Grader bot

ADDDDD MEEEEEE!!!

Using claude code to run experiments and grade itself using sub agents!

Top marks #

"Eval" is overloaded — a grader is the specific, useful thing: it scores one model’s output against a rubric
Use one for subjective, usually creative tasks (prose, images, translation) where "good" is hard to check programmatically
It works best with examples and a specific, numerically scored rubric typically using a 0-10 scale
Cheapest first move: hand the original agent the rubric and ask it to score itself — often fixes the output in the same turn
Don’t grade with the same model and prompt that produced the output — the bias compounds (use a subagent)
The real work is the feedback loop: expect 3+ rounds, and re-check when the model changes

Can we call it a grader? #

"Eval" has become the catch-all term in AI for everything from benchmark suites to vibe checks to production monitoring. It’s so overloaded it barely means anything.

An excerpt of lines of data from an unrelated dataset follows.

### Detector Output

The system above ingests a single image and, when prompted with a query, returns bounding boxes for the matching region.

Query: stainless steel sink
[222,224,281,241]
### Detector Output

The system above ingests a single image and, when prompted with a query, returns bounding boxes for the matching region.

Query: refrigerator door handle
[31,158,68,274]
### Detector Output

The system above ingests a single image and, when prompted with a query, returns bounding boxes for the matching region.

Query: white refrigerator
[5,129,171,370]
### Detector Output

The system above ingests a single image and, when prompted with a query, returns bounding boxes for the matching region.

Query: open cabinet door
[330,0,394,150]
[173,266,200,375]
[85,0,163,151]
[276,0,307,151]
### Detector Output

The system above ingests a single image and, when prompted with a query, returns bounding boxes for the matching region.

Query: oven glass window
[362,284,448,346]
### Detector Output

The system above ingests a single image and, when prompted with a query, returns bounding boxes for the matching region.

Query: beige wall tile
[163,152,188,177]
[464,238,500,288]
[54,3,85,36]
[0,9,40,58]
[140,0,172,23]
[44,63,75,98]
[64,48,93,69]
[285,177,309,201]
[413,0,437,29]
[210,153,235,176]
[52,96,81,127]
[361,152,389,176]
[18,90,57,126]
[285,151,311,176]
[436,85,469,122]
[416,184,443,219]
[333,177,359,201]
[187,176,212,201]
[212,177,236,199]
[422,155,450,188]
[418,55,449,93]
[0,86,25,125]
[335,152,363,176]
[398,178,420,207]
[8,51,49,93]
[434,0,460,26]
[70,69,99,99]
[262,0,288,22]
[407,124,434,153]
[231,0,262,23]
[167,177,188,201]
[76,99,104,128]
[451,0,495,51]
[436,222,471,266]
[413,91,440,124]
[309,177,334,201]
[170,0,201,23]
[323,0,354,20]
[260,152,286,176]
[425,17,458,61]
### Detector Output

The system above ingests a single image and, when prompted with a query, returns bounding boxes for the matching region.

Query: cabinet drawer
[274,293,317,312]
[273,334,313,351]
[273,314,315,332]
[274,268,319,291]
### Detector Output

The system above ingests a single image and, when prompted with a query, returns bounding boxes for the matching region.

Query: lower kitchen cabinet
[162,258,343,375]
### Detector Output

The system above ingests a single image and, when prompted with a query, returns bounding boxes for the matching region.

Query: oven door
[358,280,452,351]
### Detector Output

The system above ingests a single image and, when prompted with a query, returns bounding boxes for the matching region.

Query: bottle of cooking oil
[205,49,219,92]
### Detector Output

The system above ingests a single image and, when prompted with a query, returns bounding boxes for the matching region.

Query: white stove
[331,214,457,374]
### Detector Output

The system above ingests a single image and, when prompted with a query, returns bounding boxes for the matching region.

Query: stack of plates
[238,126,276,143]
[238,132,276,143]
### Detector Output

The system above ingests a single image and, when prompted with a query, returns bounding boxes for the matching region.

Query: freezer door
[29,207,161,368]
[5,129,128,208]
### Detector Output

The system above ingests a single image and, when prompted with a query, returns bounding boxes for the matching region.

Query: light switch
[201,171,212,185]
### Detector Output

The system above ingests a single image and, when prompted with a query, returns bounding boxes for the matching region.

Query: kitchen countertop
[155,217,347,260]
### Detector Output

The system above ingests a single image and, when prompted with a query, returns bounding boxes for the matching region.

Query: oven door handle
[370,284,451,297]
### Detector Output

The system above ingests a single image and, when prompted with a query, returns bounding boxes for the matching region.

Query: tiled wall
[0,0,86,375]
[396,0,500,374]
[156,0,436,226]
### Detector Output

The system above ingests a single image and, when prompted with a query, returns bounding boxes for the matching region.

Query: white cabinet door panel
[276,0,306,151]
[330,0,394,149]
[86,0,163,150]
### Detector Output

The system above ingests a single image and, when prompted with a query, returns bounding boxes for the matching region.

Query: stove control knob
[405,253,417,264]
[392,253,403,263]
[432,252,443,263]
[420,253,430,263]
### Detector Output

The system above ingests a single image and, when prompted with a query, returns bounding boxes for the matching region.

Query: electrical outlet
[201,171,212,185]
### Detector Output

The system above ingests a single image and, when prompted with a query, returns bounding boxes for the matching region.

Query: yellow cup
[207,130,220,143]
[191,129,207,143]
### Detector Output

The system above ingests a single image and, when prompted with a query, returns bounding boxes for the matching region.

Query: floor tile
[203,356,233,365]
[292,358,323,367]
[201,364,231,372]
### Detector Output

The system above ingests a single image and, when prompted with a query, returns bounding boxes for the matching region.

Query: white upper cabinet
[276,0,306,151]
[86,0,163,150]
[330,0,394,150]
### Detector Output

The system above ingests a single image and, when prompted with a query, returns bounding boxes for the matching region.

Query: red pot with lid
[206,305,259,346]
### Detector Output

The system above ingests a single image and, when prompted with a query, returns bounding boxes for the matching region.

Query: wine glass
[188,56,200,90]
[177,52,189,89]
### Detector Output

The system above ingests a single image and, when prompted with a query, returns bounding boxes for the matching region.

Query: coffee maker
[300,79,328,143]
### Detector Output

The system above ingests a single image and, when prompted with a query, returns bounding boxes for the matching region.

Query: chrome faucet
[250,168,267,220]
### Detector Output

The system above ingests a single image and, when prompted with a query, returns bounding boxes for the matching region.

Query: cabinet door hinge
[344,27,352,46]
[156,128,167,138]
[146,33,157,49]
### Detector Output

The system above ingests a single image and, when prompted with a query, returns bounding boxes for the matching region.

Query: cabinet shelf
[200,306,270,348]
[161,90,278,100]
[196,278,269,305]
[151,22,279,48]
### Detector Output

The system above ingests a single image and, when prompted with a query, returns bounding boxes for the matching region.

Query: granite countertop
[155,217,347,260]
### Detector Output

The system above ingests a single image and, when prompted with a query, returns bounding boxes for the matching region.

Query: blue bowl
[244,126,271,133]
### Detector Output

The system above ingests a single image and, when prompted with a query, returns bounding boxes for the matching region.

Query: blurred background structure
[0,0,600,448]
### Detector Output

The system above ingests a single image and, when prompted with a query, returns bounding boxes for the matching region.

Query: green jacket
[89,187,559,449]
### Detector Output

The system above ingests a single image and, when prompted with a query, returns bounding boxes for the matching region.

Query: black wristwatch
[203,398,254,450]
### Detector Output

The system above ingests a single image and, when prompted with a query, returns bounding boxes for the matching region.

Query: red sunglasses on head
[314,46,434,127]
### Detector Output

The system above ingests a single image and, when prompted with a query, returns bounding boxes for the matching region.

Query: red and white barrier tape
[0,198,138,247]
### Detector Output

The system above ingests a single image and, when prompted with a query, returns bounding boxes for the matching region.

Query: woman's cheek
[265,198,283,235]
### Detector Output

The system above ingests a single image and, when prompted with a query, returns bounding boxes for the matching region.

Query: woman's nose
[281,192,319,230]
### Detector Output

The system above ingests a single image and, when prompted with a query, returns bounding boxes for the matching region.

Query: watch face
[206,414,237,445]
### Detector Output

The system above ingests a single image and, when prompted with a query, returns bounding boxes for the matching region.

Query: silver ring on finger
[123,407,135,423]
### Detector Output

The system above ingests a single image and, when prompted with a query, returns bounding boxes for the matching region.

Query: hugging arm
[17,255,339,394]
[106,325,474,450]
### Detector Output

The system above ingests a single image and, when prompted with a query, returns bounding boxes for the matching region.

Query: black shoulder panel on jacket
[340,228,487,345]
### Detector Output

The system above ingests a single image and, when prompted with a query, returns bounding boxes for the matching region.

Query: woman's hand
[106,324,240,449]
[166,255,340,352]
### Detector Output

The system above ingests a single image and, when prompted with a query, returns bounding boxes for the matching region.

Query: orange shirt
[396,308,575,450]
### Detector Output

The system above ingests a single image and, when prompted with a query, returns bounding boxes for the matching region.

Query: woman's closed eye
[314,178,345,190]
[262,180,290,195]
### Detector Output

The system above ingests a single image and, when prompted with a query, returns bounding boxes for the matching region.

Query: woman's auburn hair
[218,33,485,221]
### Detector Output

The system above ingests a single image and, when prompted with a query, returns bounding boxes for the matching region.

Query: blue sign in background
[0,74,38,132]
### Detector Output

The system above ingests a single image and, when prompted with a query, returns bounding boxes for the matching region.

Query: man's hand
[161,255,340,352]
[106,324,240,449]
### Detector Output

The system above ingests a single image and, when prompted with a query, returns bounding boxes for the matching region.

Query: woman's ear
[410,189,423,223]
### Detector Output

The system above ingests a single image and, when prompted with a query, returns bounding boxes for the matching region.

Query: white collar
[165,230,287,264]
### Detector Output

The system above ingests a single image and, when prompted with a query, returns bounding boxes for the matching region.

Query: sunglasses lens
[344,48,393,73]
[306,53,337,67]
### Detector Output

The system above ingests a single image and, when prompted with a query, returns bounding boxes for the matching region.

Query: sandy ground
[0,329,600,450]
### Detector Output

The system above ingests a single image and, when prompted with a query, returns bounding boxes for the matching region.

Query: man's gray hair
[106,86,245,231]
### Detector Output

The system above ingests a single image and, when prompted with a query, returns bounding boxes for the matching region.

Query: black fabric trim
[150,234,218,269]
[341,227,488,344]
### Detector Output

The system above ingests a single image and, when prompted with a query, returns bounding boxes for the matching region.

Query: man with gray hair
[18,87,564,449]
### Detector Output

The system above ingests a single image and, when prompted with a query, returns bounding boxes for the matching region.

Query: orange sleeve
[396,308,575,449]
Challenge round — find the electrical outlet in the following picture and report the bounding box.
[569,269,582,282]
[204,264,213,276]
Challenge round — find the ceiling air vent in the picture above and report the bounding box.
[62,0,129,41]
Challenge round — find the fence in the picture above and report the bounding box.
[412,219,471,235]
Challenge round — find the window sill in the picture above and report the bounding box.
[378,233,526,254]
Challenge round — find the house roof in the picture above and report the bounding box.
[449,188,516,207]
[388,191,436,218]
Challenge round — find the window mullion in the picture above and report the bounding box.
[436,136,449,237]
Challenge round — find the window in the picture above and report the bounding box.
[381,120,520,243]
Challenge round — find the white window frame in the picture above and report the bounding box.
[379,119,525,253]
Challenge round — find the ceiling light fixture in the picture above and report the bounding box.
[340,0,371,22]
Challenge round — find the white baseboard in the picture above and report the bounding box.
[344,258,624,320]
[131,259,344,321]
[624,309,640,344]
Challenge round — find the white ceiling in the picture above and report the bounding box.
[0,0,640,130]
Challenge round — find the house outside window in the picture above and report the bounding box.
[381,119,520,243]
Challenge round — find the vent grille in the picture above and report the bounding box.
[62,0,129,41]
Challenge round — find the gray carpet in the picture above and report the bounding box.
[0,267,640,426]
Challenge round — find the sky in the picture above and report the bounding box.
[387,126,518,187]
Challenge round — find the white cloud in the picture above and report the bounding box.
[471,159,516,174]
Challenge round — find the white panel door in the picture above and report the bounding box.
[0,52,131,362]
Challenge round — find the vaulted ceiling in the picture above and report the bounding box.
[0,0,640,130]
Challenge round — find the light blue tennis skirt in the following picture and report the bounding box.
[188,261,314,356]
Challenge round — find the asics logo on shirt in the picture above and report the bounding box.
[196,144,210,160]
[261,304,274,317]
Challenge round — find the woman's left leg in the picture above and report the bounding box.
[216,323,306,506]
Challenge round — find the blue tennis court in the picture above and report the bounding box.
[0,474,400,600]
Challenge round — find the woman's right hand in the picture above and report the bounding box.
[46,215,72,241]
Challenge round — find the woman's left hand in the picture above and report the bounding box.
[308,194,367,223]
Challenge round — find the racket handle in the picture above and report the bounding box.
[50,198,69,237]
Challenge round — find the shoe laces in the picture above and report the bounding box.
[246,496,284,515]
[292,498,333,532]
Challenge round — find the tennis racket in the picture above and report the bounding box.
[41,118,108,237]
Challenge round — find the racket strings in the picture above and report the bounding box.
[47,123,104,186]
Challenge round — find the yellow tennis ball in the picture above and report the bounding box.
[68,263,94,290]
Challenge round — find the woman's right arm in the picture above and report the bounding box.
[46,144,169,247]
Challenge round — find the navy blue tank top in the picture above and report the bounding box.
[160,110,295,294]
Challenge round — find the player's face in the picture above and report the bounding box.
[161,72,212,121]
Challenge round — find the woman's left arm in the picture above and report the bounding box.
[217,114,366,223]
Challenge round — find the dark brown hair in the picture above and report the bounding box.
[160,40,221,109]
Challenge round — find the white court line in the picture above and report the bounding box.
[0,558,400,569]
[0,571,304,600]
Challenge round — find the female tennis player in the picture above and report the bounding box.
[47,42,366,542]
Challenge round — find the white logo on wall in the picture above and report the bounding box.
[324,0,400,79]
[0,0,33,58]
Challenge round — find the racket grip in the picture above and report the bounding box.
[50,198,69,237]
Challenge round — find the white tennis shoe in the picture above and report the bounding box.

A grader is a specific, useful thing: a system (usually an LLM, sometimes a script) that scores the output of another LLM against a rubric. You know what a grader does. You had one in school. It looks at your work, checks it against criteria, and gives you a score with feedback.

An eval is a category. A grader is a tool you can build and iterate on.

When you need one #

Any AI task where "good" is subjective or hard to define programmatically
Image generation, prose writing, code review, translation, summarization, content moderation
Any task where you plan to iterate on the prompt — you need a way to know if the new version is actually better
Probably don’t need a grader if:
- The output is deterministically checkable (JSON schema validation, unit tests, exact string match)
- The output is temporary/intermediate: EG brainstorming, riffing/vibing, other collaboration

What goes wrong #

No examples: Asking an LLM to grade without showing it what "good" looks like produces random scores
Vague rubric: "Score originality from 1-10" means little. What’s the difference between a 5 and a 7? If you can’t describe it, the grader can’t score it.
Vague or incomplete prompts: If the original prompt producing the output is not well fleshed out, the grader just confirms the output is bad. Fix the prompt first.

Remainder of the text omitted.